Больше всего на свете я боюсь оказаться тем, кто пытается делать не свое дело, но, с другой стороны, я больше ничего не умею. Если бы я как мастер Гамбс умел делать стулья, то появился хотя бы выбор – какой вид деятельности признать своим. Но я даже стулья делать не умею. Да и не хочу, если задуматься. Окружающие твердят, что я веду себя так, словно собираюсь жить вечно. Но поразмыслив я готов с ними согласиться – да, я собираюсь жить вечно, такая у меня планида. Ведь бывают же такие люди, что сразу рождаются мертвыми, а есть и другие, которые живут вечно. Люди все разные. Даже ты не упускаешь случая попенять мне на излишнюю мечтательность. Ну вот и скажи, что в этом плохого? Каким страшными последствиями грозит мне подобная черта характера? Знаешь, я живу вот так уже достаточно долго и, если до сих пор живу, значит нет ничего опасного в таком стиле жизни. Многие любят давать советы, а еще больше любят осуждать тех, кто не следует общепринятой морали или хотя бы традициям, а скажу тебе по секрету, что ни в морали, ни в традициях нет упоминания о том, что делать, если хочешь жить вечно, суррогат вечной жизни подсунут – это с дорогой душой, но только после смерти, а вот как не умереть – нигде не написано. И поскольку ни они, ни даже ты, не можете дать мне конкретный рецепт бессмертия или поведать еще что-то практичное, то извините, но я буду продолжать мечтать и делать то, что может быть, делать и не следует, но надо же заполнять чем-то время жизни, которое никогда не закончится.

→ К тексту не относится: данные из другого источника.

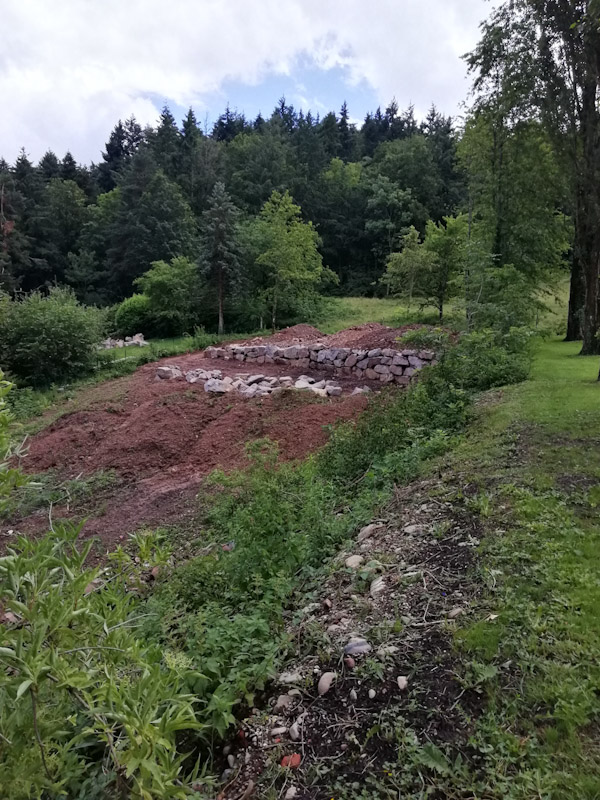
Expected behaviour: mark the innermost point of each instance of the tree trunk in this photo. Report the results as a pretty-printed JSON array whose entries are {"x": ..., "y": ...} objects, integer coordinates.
[
  {"x": 587, "y": 220},
  {"x": 274, "y": 313},
  {"x": 576, "y": 302},
  {"x": 221, "y": 326}
]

Вчера я притащил три картины со склада несозданных произведений. Мне показалось, что это самое большое хранилище в мире, оно простирается под землей на многие тысячи километров, и если ты не знаешь, что ищешь, то никогда в жизни этого и не найдешь, потому что старик Крон настолько древний, что почти уже ничего не видит и не слышит, куда ему еще и каталоги составлять. А собрание это с каждым днем все пополняется, вот когда задумаешься, сколько писателей, художников, скульпторов, композиторов не успевает дожить до полной реализации всего, что было задумано ими. А сколько хороших идей было заброшено еще при их жизни только потому, что на все не хватало времени? А спроси, на что они потратили свое драгоценное время? И я отвечу – на выживание, на капризы близких, на более важные дела, чем творчество, на те самые дела, которые и не нужны никому, а лишь навязаны обществом, чтобы усерднее воровать время у ближнего своего, дабы он чувствовал себя частью толпы.

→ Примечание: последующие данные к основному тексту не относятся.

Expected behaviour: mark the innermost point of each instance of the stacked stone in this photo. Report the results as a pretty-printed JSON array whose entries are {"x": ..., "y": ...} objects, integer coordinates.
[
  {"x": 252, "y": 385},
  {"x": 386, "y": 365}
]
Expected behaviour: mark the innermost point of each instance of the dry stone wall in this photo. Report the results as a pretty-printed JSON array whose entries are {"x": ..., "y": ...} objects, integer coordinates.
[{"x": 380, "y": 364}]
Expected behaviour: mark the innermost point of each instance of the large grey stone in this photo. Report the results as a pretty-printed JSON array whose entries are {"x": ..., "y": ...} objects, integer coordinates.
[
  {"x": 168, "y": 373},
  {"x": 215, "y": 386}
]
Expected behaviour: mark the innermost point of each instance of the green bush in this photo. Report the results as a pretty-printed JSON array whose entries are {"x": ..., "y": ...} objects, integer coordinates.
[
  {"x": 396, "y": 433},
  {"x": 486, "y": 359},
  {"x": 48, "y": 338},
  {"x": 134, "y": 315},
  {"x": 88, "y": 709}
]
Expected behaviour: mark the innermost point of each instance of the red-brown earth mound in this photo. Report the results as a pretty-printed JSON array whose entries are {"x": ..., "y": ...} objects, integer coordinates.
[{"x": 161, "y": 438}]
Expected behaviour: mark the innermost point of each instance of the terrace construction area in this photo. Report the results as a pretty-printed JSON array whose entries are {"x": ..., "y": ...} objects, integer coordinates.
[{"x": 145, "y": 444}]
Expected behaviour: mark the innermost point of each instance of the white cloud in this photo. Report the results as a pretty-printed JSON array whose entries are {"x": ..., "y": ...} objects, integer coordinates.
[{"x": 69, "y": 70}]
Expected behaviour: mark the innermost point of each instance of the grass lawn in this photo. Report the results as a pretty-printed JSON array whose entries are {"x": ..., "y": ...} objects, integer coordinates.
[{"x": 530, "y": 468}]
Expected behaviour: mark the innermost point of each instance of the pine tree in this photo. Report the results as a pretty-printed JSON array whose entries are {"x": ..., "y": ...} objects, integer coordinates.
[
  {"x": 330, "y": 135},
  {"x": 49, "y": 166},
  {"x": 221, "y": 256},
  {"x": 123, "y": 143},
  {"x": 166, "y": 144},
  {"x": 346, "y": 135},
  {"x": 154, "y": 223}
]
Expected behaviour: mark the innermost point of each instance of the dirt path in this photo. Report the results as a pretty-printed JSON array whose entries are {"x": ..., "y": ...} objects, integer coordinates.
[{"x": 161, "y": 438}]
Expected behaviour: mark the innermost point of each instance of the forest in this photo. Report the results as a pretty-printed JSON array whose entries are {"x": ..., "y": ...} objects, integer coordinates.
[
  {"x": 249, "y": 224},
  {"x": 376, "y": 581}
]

Я искал произведения художника Раскина и обнаружил целый зал, сплошь завешанный его работами. Кстати, триптих «Иван Федоров» тоже висит там на стенке, но он не произвел на меня впечатления. Слишком уж много было в нем конъюнктуры, желания быть принятым и понятым, этого безмерного желания шагать в ногу со своим временем и прогибаться под идеологию. Какая все это чушь! Так может рассуждать только тот, кто определил себя смертным, из робости ли, а может, из жадности, ведь такие востребованные вещи продаются сразу, если, конечно, остается время, чтобы их создать. У Раскина времени не хватило, а потом пропало и желание, да и бог с ним.

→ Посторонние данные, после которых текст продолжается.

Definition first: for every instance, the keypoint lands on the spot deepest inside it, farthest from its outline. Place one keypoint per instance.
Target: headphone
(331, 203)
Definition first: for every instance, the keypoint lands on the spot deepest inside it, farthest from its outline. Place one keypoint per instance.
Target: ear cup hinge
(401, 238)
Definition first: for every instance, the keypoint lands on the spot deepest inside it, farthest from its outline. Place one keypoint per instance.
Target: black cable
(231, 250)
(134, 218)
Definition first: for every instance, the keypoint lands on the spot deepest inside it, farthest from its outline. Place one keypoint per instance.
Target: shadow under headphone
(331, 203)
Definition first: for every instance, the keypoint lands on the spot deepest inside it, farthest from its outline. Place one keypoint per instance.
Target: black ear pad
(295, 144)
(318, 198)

В дальнем углу я обнаружил три полотна, из тех, что не обдумываются годами, а лишь однажды мелькают в голове, а потом уходят навсегда. Обычно это яркие, выразительные произведения искусства, как бабочки-однодневки, потому что рациональная мысль так и не успела их изуродовать. По этой причине они сохраняют самые изящные линии, самые чистые краски и самые ясные идеи.
Три пейзажа с домами кисти художника Раскина я перенес в наш дом и развесил в первой гостиной. Она находится за правой дверью, ведущей из холла и является первой в анфиладе из трех комнат, занимающих все правое крыло до угла дома. Первая гостиная, вторая гостиная, столовая. Я решил сделать комнату очень простой. Светлые, почти белые, шелковые обои с тонюсеньким кружевным рисунком, желтые полупрозрачные занавеси, и светлая мебель с гнутыми ножками – так, несколько диванов и кресел, я задумал ее так для того, чтобы глаза отдохнули от напряженной синевы космического холла, а естество осознало свою земную сущность. Если ты считаешь, что все это не к месту, то мы успеем еще это обсудить.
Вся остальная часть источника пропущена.